Gone to Water

God didn’t give us no lakes in Canard County. Too much downhill, too much push to the water. So when the government decided we could use some help, they dammed up our rivers and they made us lakes. Had us make them. The people I come from were good enough to push the dirt around, to make piles where a man in a white shirt and a government sedan said make piles.

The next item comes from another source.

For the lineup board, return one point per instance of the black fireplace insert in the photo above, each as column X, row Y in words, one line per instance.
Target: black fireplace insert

But what do I know about all that? What I know is like scratches on rocks, shards of tales. I barely know who I come from. But I know this: the lakes in Tennessee are bigger. Way bigger. Big shots have houses around them. I know our lakes barely got enough to put a picnic shelter around. A ragged boat dock with a shack at its end where men spit in the same sawed-off two-liter bottle, listen to Bill Monroe, and talk about bodies found on the bottom of the lake and bodies never found. The company owned around our lakes, cause they still might be something worth taking from the mountains thereabouts. I’m sure there is. Orange water feeds our lakes. They are poor affairs.

I know this too: Hubert went to water when he was worried. He put on short pants and he went to water. Hubert had never given up on my mother. He remembered her the way I did, the way she was before my father died. I seen more love in Hubert over the years. He still kept to himself in that building his father built to hang out with his rusty gang of thieves and petty officials. All them gone now, and now Hubert had only me and sometimes Evie and Albert.

When the law took Sidney Coates’s money and everybody said my mother informed on him, we figured Hubert would plan a picnic, have us all go to the lake. Cause it was picnic season, plus that is what Hubert did.

“I could use a picnic,” Evie said. “Things is too tight around here.”

Hubert grumbled something none of us caught, ended on the words “ice cream.” So we figured a picnic was what was fixing to happen. But it wasn’t.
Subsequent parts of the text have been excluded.